Sahl al Tustari pernah bercerita tentang Ibrahim bin Adham : “Aku dan seorang temanku pernah bersama-sama melakukan perjalanan jauh bersama Ibrahim bin Adham. Di tengah jalan aku jatuh sakit. Untuk mengobati sakitku perlu biaya yang cukup besar. Ibrahim kemudian menjual semua miliknya. Bahkan keledai kesayangan yang dipakai untuk perjalanan itupun ikut dijualnya. Ketika aku sembuh aku menanyakan keledainya. Ibrahim menjawab telah dijual”.
“Lalu dengan apa kita akan meneruskan perjalanan yang masih beberapa kilometer lagi?” tanya Tustari. “Naiklah di kedua bahuku” jawab Ibrahim.
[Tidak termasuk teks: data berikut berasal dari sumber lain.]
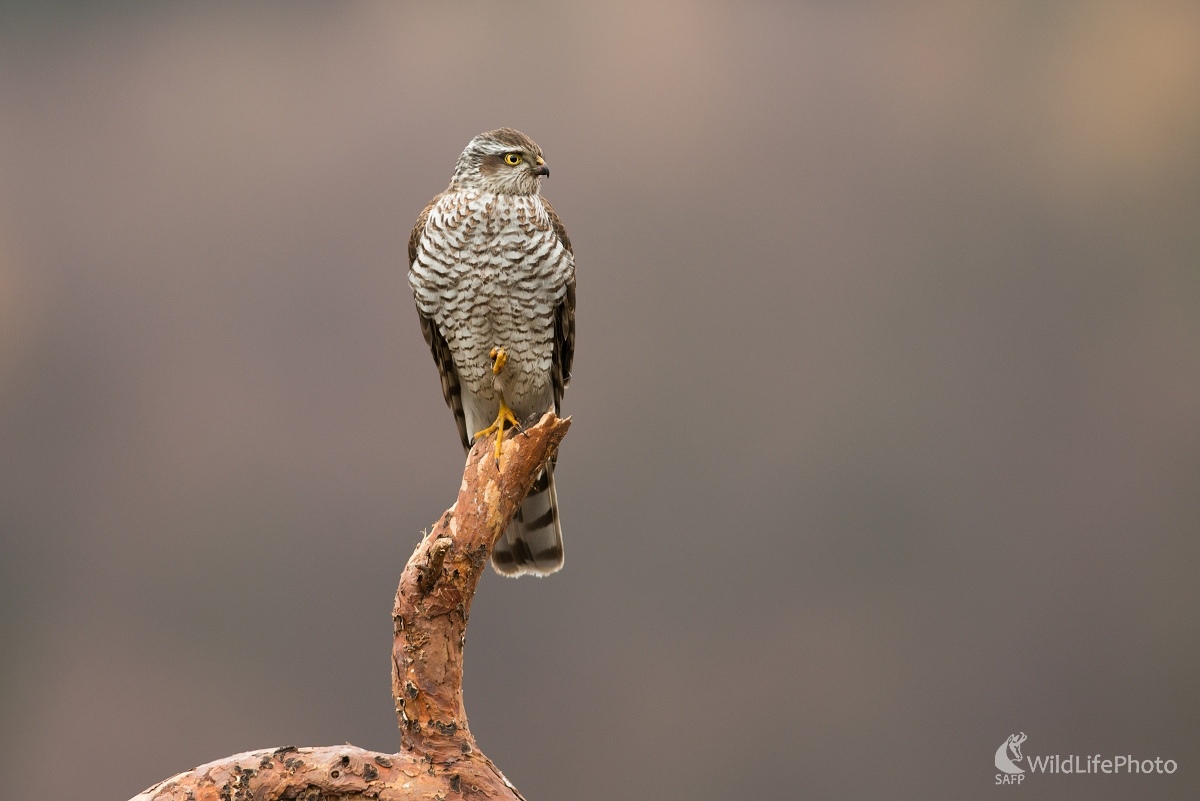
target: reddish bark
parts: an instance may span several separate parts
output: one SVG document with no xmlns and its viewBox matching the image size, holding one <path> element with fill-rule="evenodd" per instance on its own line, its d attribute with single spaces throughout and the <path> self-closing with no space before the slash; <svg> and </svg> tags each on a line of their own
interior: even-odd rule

Fariduddin Attar, (1155-1230M), penyair-sufi terbesar dari Persia dan penulis buku terkenal “Mantiq al-Thair” (Perbincangan Burung), menceritakan kisah lain dari dua orang sufi besar tersebut: Ibrahim bin Adham dan Sahl al-Tustari. Katanya: “ketika mereka harus tidur di masjid yang rusak Ibrahim tidak ikut tidur. Ia berdiri dekat pintu sampai pagi. Manakala Sahl bangun dia bertanya mengapa dia melakukan itu. Ibrahim menjawab : “Cuaca tadi malam sangat dingin. Aku sengaja berdiri agar kamu tidak menderita kedinginan dan biarlah aku yang menanggungnya”.
Begitulah Ibrahim bin Adham. Dia memang seorang pemimpin. Hari ini di sini, di negeri yang tengah karut-marut dan kehilangan arah, mencari pemimpin seperti Ibrahim mungkin adalah utopia, dan kisah di atas akan dianggap sebagai khayalan para tukang dongeng belaka. Ia pemimpin yang hanya ada di langit biru. Terserah saja.
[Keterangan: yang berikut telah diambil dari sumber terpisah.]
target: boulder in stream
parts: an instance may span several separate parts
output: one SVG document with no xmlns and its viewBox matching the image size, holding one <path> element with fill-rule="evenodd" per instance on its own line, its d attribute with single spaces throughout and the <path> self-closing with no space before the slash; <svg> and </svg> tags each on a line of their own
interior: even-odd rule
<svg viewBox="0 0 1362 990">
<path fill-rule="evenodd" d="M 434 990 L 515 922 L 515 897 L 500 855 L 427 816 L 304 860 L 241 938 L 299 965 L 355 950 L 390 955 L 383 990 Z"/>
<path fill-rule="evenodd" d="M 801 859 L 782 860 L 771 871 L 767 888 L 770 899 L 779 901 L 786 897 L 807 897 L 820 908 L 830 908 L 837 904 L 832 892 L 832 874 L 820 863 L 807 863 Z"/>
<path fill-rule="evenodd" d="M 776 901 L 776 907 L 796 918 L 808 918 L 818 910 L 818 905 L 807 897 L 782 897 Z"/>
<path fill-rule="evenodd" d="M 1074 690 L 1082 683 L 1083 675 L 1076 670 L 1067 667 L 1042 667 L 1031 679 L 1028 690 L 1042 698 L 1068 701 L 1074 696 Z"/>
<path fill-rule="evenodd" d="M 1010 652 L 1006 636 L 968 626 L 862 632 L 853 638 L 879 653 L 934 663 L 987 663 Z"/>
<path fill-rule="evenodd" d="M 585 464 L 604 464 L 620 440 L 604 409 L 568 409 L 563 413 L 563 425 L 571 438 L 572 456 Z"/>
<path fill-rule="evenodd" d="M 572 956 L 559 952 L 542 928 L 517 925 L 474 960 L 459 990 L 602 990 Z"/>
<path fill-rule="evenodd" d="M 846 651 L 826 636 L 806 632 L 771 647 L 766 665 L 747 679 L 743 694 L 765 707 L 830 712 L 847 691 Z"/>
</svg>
Sahl al Tustari adalah pemimpin para sufi terkemuka, kelahiran Persia Iran, yang wafat di Basrah Irak. Ia juga menjalani kehidupan sederhana dan asketis, melakukan perjalanan ke berbagai negeri antara lain Mesir dan Makkah. Ia pernah dibuang dari kampung halamannya karena pikiran-pikirannya yang dianggap aneh atau nyleneh. Dalam tradisi sufisme ia dihormati karena telah mewariskan visi dan kearifan Helenistik dan mengintegrasikannya ke dalam kearifan sufi Islam.